There are many materials available for registering the occlusal relationship. Historically, different forms of wax have been used for registering the jaw relation. There are also more modern materials such as polyvinyl siloxane or self curing resin as well. I used all of them in practice and they all have their advantages and disadvantages. The key is to know their limitation and strength and to develop a strategy so they can perform what you need them to do. Wax distorts easily but they are very forgiving in adapting to the different shapes of teeth. Self curing resin is very rigid and accurate but they can get locked into the mouth for very bulbous teeth or teeth with lots of interproximal undercut. The chemical reaction is exothermic and the material has a certain amount of polymerization shrinkage. This material can also get messy if you have never used the material before. Polyvinyl siloxane is accurate, clean and easy to use but too much of their material can introduce errors if the excess material is not trimmed back enough.
And the decision of where to put these material also lies in how the teeth are related to one another. In some situation, more is not better. In fully dentate patients with cusp to fossa relationship and the bite just locks right into one another in maximum intercuspation, there is no question of how the teeth come together. In such a situation, you may not even need any registration material.
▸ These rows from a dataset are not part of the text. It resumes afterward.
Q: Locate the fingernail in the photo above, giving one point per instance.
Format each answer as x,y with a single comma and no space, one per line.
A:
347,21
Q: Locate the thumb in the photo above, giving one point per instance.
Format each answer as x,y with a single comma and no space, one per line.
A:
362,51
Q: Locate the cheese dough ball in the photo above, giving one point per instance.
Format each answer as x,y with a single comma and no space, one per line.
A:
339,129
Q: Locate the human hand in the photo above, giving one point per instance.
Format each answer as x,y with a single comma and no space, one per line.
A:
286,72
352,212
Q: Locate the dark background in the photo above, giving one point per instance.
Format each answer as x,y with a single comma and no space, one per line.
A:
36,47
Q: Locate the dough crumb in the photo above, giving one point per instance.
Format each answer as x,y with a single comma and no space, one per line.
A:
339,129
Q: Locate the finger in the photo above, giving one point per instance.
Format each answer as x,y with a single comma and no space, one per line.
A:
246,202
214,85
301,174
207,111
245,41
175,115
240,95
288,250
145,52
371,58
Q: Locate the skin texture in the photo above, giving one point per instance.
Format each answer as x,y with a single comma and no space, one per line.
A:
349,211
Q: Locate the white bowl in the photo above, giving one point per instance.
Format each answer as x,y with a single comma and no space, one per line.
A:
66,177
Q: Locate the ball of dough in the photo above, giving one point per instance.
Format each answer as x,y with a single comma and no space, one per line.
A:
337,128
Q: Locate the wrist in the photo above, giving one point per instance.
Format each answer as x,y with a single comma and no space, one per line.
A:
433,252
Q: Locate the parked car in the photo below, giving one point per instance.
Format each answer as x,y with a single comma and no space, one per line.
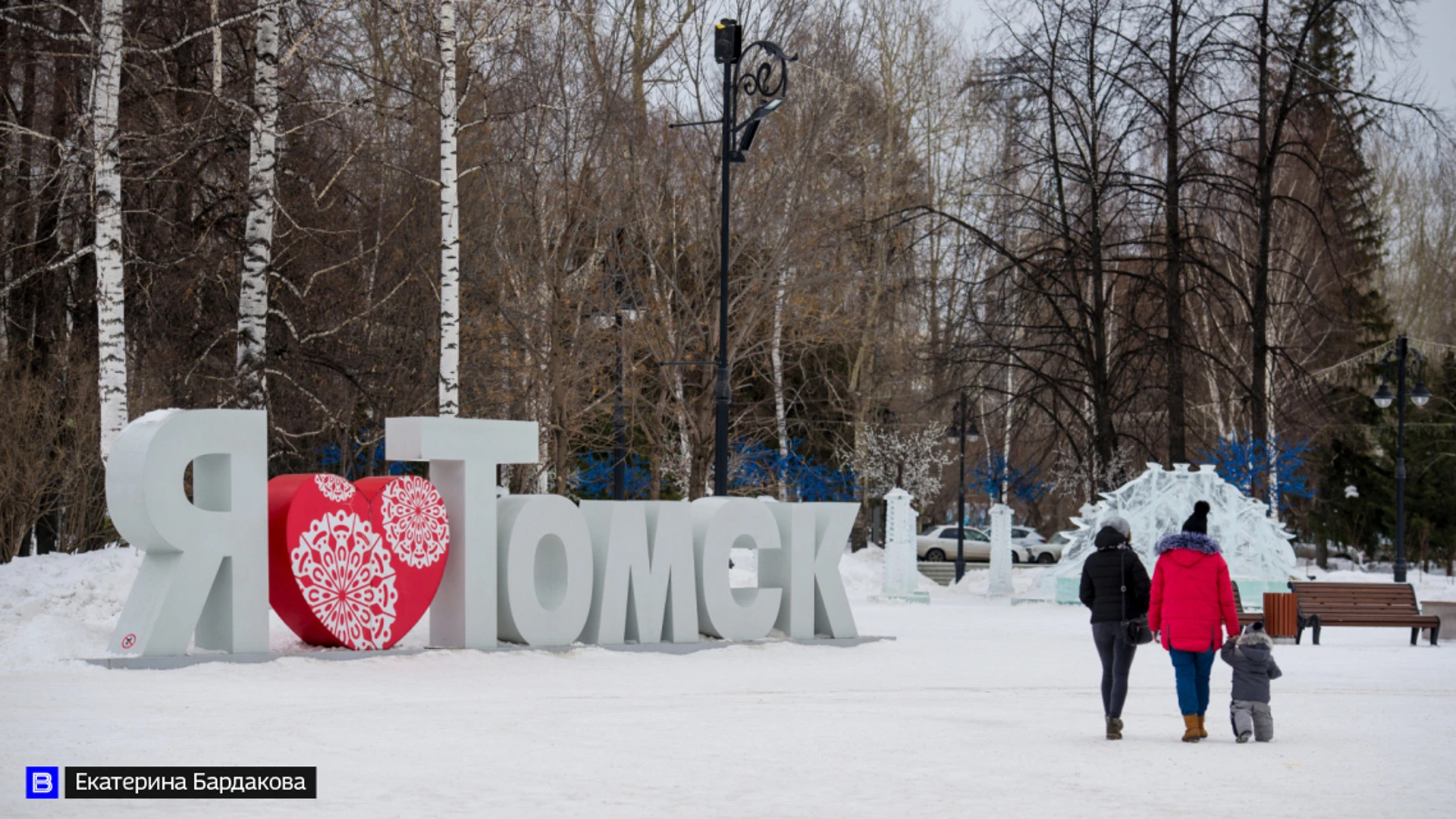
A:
938,542
1036,545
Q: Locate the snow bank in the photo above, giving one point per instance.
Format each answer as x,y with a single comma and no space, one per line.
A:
1027,582
61,607
58,605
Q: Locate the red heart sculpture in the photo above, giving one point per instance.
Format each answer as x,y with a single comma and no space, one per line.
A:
354,564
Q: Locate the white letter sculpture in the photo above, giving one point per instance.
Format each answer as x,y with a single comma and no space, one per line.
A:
644,582
1001,585
902,579
545,569
807,569
206,564
720,523
463,455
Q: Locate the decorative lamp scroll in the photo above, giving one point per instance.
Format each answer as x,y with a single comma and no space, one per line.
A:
770,76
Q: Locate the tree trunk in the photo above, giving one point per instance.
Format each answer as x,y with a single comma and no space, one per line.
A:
1174,287
111,297
780,416
1264,210
262,162
449,218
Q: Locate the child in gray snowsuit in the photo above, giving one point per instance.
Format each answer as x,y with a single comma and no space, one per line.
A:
1253,661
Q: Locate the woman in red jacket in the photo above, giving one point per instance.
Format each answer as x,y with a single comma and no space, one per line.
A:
1191,598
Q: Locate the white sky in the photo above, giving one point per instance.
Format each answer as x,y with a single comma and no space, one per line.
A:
1435,52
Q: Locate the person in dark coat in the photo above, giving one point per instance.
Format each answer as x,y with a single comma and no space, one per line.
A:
1254,667
1116,588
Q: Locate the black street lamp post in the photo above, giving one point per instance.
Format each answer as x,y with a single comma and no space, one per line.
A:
767,80
962,431
1397,362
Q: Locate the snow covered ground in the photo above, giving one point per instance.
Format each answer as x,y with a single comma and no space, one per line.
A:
979,707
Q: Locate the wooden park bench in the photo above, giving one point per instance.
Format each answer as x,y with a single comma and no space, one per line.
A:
1389,605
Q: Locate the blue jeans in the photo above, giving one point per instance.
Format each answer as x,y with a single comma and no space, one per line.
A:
1193,670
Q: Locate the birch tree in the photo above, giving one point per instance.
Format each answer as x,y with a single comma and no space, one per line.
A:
111,297
262,162
449,218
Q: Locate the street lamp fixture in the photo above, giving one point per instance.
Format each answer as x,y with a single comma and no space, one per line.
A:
766,79
1397,363
962,430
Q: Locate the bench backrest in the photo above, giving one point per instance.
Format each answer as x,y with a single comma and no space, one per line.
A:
1356,598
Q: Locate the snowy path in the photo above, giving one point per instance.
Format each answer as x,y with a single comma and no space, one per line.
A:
977,708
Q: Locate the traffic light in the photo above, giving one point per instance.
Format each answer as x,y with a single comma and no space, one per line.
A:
727,41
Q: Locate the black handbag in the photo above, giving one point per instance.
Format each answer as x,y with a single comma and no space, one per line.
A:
1134,630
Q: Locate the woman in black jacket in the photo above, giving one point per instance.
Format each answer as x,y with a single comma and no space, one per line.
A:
1116,588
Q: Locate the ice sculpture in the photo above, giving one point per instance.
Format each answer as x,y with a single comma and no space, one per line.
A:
1158,502
1001,585
902,577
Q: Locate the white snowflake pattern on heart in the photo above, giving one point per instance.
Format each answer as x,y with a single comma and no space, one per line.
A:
334,487
347,579
416,523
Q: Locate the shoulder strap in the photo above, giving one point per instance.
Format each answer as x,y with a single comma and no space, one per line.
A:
1122,564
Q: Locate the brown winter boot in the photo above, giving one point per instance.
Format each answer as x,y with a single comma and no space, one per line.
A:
1114,727
1191,723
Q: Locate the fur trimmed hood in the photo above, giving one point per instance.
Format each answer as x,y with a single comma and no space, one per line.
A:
1188,541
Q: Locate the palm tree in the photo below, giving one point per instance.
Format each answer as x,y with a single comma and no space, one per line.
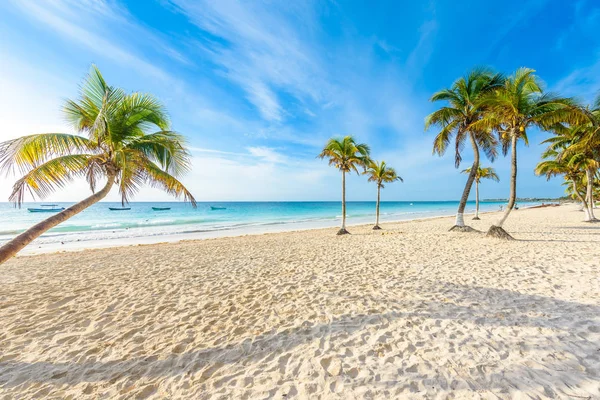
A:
380,173
572,153
554,165
346,155
465,108
482,173
116,147
518,105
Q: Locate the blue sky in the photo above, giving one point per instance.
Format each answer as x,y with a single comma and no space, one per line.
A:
259,86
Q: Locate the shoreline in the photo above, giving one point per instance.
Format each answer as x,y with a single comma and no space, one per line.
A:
412,312
79,246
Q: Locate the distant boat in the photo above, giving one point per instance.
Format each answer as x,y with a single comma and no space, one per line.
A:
47,208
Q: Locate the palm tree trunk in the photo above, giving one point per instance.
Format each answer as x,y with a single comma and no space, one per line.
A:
497,230
583,201
343,230
460,221
590,193
15,245
377,227
476,200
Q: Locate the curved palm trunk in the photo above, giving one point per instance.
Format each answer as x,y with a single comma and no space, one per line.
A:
583,201
343,230
590,194
15,245
476,200
497,230
460,221
377,227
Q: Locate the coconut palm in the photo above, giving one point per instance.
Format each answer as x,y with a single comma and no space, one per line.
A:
554,165
456,120
514,108
117,148
482,173
380,173
346,155
572,153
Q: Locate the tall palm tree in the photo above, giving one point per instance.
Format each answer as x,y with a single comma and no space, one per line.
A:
117,147
482,173
380,173
346,155
573,153
554,165
456,120
514,108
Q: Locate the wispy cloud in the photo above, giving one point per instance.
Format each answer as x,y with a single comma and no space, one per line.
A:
72,19
260,49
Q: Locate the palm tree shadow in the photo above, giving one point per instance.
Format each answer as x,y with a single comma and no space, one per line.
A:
577,324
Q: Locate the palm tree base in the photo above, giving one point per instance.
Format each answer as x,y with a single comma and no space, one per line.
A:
465,228
499,233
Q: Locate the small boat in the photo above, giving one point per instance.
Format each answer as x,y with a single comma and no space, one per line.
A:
47,208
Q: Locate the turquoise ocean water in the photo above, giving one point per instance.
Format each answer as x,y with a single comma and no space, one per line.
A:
98,223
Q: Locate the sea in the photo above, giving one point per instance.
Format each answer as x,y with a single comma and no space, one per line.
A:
98,226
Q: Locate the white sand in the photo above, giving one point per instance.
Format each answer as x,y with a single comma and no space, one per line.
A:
415,312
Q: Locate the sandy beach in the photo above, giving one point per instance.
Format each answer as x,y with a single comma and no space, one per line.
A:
413,311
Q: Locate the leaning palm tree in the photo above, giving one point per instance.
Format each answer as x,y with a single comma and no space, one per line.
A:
456,119
380,173
514,108
117,147
346,155
482,173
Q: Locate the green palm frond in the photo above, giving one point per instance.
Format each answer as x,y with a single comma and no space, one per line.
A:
122,141
464,109
483,173
49,176
166,148
345,154
157,178
381,173
30,151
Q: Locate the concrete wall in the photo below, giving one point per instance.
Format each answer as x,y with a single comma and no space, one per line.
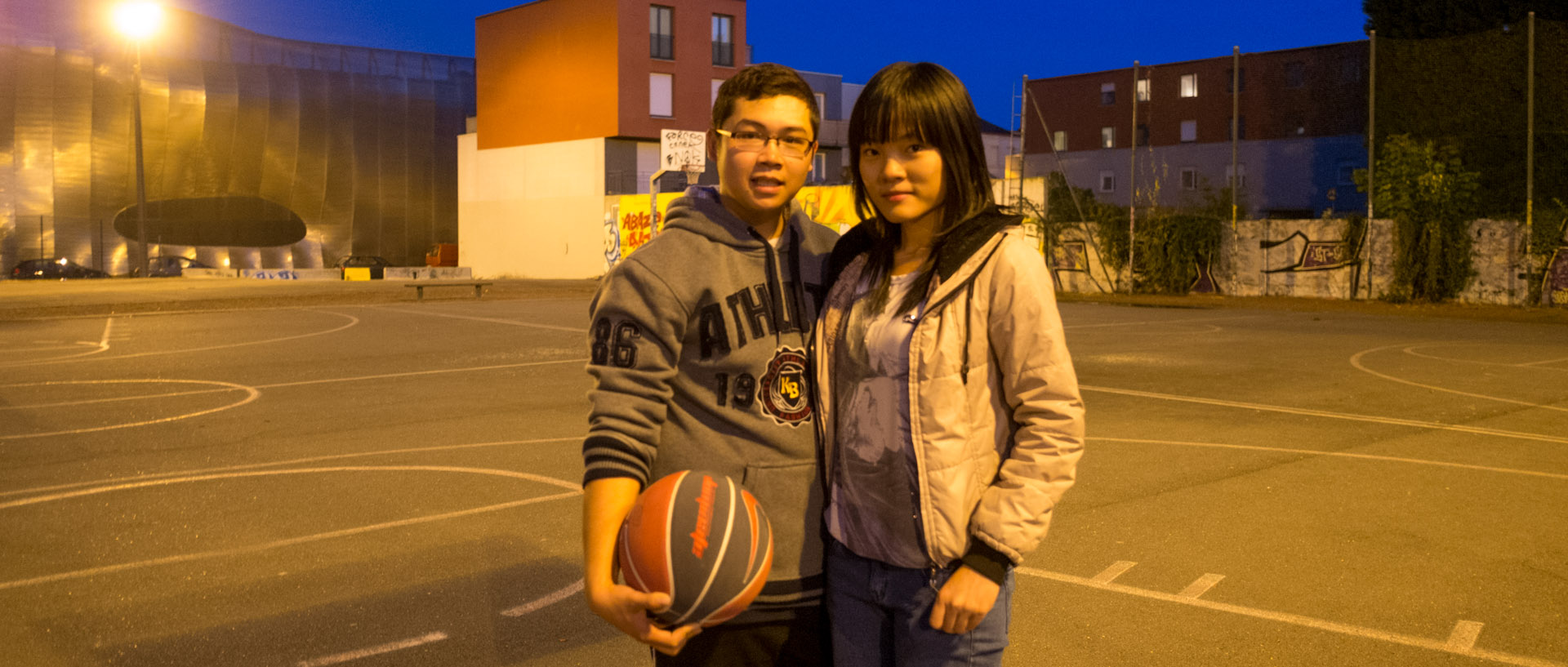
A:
532,210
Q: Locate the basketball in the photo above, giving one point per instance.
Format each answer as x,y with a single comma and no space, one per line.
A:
700,537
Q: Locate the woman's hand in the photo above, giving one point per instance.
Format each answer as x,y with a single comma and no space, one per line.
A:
963,602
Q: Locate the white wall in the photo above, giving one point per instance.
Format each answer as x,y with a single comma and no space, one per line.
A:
532,210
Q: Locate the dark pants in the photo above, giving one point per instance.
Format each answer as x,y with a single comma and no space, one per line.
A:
882,616
802,641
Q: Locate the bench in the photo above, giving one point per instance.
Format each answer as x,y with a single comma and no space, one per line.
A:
479,286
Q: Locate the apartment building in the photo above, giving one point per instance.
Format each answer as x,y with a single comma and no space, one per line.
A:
1298,118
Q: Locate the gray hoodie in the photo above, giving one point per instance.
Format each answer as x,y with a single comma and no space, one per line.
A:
698,354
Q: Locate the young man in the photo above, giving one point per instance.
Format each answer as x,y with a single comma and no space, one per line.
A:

Direct apposition of the casts may be the best method.
But there are situations, even for fully dentate patients, where the teeth just do not come together in a way to allow the maxillary cast to be stable over the mandibular cast without having your hands to hold them together. Cases with anterior open bite, anterior crossbite, severe overjet and severe overbite or heavily restored dentition that the teeth don’t come in contact will fall into this category. There is a tendency for the models to be rocking in these cases and I will need some registration material to help support the models during mounting. In these cases, I like to use wax or polyvinyl siloxane bite registration and check how they seat over the models and trim the excess material that is preventing the models to come together. Seeing how your registration material adapt over the model also allows you to see if your models are accurately captured or not. The key is to know how to trim these records so they are there to help mount the case but not there to exaggerate the mounting errors.
Anticipated Errors:
At the end of the day, If you mount enough of your cases, you will realize there are many errors during the jaw relation record process. The cases with missing posterior teeth relying on soft tissue supported recording bases will have more errors than cases with well distributed occlusal stops and short edentulous span. What is important is to recognize that these are inherent errors that are unavoidable but there are many prosthetic strategies to counteract these errors.
There are times that I would like to verify the mounting before moving to the next step. For example, I want to try in the occlusal rim after mounting to ensure what I see in the mouth is consistent in what I see on the articulator. Or I do multiple checks of the bite during the fabrication process. For example, in posterior full coverage restoration, it is not unusual for me to ask the lab to put some self-curing resin on the metal coping for a try in to check both the fit of the metal coping as well as to verify the jaw relation. That way, if there is a large discrepancy, I can correct it at the time of metal try before porcelain application.
Summary:
I have discussed a lot of concepts here with the hope that the dental students and young dentists can appreciate what you have to consider for a jaw relation record. It is not as simple as just asking the patient to bite down. I think it’s important to recognize the more difficult cases and to plan for your jaw relation record carefully. If you don’t do that, the restoration you get back from the lab may not be in good functional relationship and that may end up biting you in the back. Thanks for taking the time to read this post.